Игорь медленно поднялся и, чувствуя, как кровь приливает к лицу, прошептал сквозь стиснутые зубы:
– - Ты на кого орешь, с-с-сука!..
– - И, уронив коробки с бумажками, оперся кулаками в стол.
– - А-а?
– - Он смотрел в челюсть оперативнику и знал, что если крик повторится, он ударит в нее кулаком, что бы потом ни было.
– - Ты на кого орешь!..
Какое-то время они безмолвно стояли, разделенные столом, и Игорь чувствовал, как что-то тугое и упругое перекатывается между ними: туда -- обратно, туда -- обратно, туда -- ...
Оперативник сел, быстро записал что-то на сдвинувшемся календаре и кивнул не поднимая головы: "Свободен".
Игорь развернулся и, надевая шапку, пошел к двери.
– - Но я тебя достану!
– - смачно растягивая слова, проговорил ему вслед оперативник.
На лестничной площадке, сизой от дыма, мрачно ждали своей очереди несколько парней в расстегнутых пальто. Игорь зло толкнул дверь на улицу и услышал бойкий голос оперативника: "Костин, заходи!"
Но обошлось -- не достали. Срок шел к концу, и Фирсов стал особенно осторожен. С оперативником он больше не встречался, так, видел несколько раз издали, но взгляд его -- нагловатый и пренебрежительный: "Вот ты у меня где -- что хочу, то с тобой и сделаю" -- запомнил навсегда, и не раз потом, как правило, в дурном расположении духа, Игорь пытался представить этот взгляд наведенным на случайного попутчика в транспорте или прохожего. И радовался за сограждан, если лицо, как на него ни взгляни, не поддавалось мысленному искажению страхом -- человек смотрел ясными умными глазами, смотрел честно.

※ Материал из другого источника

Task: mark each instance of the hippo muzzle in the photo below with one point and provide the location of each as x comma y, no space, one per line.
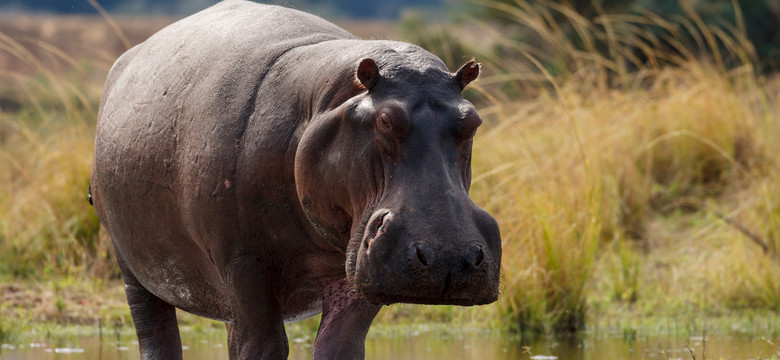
405,257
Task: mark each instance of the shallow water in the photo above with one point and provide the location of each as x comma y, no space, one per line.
417,346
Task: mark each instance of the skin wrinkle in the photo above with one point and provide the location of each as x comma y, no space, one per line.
268,175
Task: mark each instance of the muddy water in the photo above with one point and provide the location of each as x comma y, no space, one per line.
414,345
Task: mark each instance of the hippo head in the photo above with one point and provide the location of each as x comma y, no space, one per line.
384,177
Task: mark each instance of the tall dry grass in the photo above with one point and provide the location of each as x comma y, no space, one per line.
611,155
600,132
47,227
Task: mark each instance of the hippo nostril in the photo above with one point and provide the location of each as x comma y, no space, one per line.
421,257
475,255
422,253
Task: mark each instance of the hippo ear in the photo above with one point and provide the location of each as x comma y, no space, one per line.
467,73
368,73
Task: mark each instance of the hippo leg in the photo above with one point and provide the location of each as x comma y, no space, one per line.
345,322
257,327
155,321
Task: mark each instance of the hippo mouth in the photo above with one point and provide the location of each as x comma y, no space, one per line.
377,227
386,264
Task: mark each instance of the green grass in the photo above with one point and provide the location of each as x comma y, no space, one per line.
625,190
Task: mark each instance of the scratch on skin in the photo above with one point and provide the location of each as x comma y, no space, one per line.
163,187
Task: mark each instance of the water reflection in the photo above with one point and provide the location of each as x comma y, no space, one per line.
419,346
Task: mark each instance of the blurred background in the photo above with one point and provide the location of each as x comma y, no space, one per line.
629,152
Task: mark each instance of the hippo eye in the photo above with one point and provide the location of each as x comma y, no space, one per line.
385,123
468,128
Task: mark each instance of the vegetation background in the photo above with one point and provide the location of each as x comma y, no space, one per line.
629,153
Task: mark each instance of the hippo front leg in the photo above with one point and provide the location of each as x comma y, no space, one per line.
345,322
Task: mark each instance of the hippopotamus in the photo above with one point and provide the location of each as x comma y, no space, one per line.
259,165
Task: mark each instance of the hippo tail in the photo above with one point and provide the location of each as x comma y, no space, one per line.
89,194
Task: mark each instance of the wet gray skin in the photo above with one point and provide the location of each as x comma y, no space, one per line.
257,165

Читать по женским лицам Игорь и не пытался: там сам черт не разберет. Нет-нет, увольте...
Настя, свернувшись клубком, дремала на диванчике. На плите кипел чайник. Игорь снял его, долил в умывальник клокочущего кипятку и тихо вымыл руки. В кухне было тепло, и от мелких осиновых поленьев, уложенных между трубой и обитой жестью стенкой, тек горьковато-сладкий запах. Игорь заварил чай и неслышно поставил на стол чашки. Звякнули ложечки. "Встаю, встаю, -- зашевелилась в комнате Настя, и вышла, сонно улыбаясь и зевая.
– - Ой, даже сон какой-то успела посмотреть..."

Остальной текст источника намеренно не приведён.